Introducing Bricks
Bricks is an innovative open-source initiative designed to equip developers with ready-to-use natural language processing (NLP) tools. This project simplifies text enrichment processes for any development endeavor, embodying ease of use and accessibility by allowing code snippets to be directly copy-pasted from its online platform.
Why Choose Bricks?
Bricks was conceived with the objective of creating a comprehensive library of NLP enhancements that can be integrated into various projects seamlessly. It functions not as a typical Python library that you install, but rather as a repository of readily available code snippets. These snippets can be used directly in projects or in combination with Kern AI's main product, Refinery, to enhance data processing workflows.
Demo Availability
An engaging demonstration of Bricks in action is available for viewing. This demo provides insights into how Bricks can be utilized effectively within your projects. To watch the demo, you can click here.
Understanding the Modules: Classifiers, Extractors, and Generators
Bricks categorizes its powerful modules into three primary types:
- Classifiers: These modules help in categorizing text into specified segments like 'news' or 'blogs'. They can also enrich data by identifying languages and other attributes.

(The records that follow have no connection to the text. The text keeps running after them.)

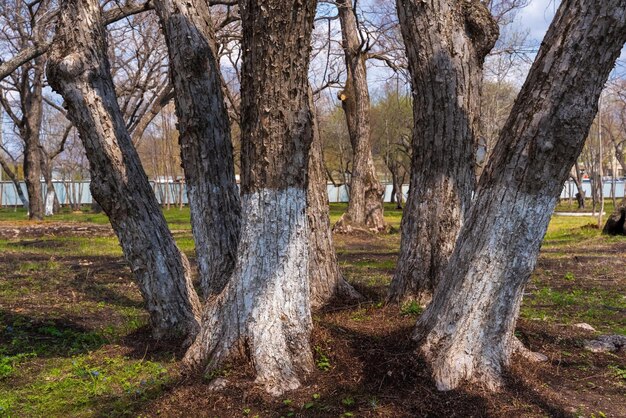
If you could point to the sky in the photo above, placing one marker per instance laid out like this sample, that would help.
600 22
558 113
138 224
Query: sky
536 18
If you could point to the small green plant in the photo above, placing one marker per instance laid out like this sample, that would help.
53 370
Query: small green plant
8 363
618 371
411 308
348 401
322 362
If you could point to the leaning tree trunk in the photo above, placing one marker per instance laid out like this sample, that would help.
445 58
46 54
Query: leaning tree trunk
466 333
365 207
616 223
30 132
263 314
446 62
326 280
79 70
206 147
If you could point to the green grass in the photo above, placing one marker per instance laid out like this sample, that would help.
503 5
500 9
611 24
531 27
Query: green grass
84 385
53 364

- Extractors: Aimed at retrieving specific pieces of information from large text bodies, these modules work effectively in isolating details such as the author's name from a document.
- Generators: These modules are designed to produce new content from existing text data. They include tools like language translators and pre-defined content filters for Refinery.
Structure of Modules
Each Bricks module is organized meticulously to ensure its functionality and ease of implementation. A module typically comprises several important components:
__init__.py
: The script's entry point, if it is executable.README.md
: An informative description of the module.code_snippet_refinery.md
: A sample code snippet using SpaCy, displayed on the module's detail page.code_snippet_common.md
: A generic Python code snippet available on the module's detail page.config.py
: A configuration script for synchronizing with the online platform.
Getting Started with Bricks
Accessing and utilizing the modules from Bricks is straightforward. Here’s how you can get started:
- Clone the repository.
- Optionally, create a virtual environment for your project.
- Install necessary dependencies using
pip install -r requirements.txt
. - Launch the FastAPI server with
uvicorn api:api
. - Explore the API documentation at
http://localhost:8000/docs
.
Contributing to Bricks
The Bricks platform welcomes contributions from the developer community. New modules can be added by following the project's contribution guidelines. Community members are encouraged to engage through Bricks' Discord channel for any queries or contributions.
Link to Refinery
In conjunction with Bricks, Kern AI offers Refinery, an open-source tool that manages training data at a larger scale. Bricks modules integrate perfectly with Refinery, offering a robust solution for handling and analyzing textual information.
Regular Updates and Newsletter
Bricks is continually evolving, with new modules released frequently. Developers can stay informed about the latest additions and updates by subscribing to Kern AI's newsletter through the official website.
License Information
Bricks is distributed under the Apache 2.0 License, ensuring its open-source availability and encouraging community participation and innovation.
Bricks provides a robust foundation for developers looking to enhance their projects with sophisticated NLP capabilities, making text analysis and enrichment straightforward and efficient.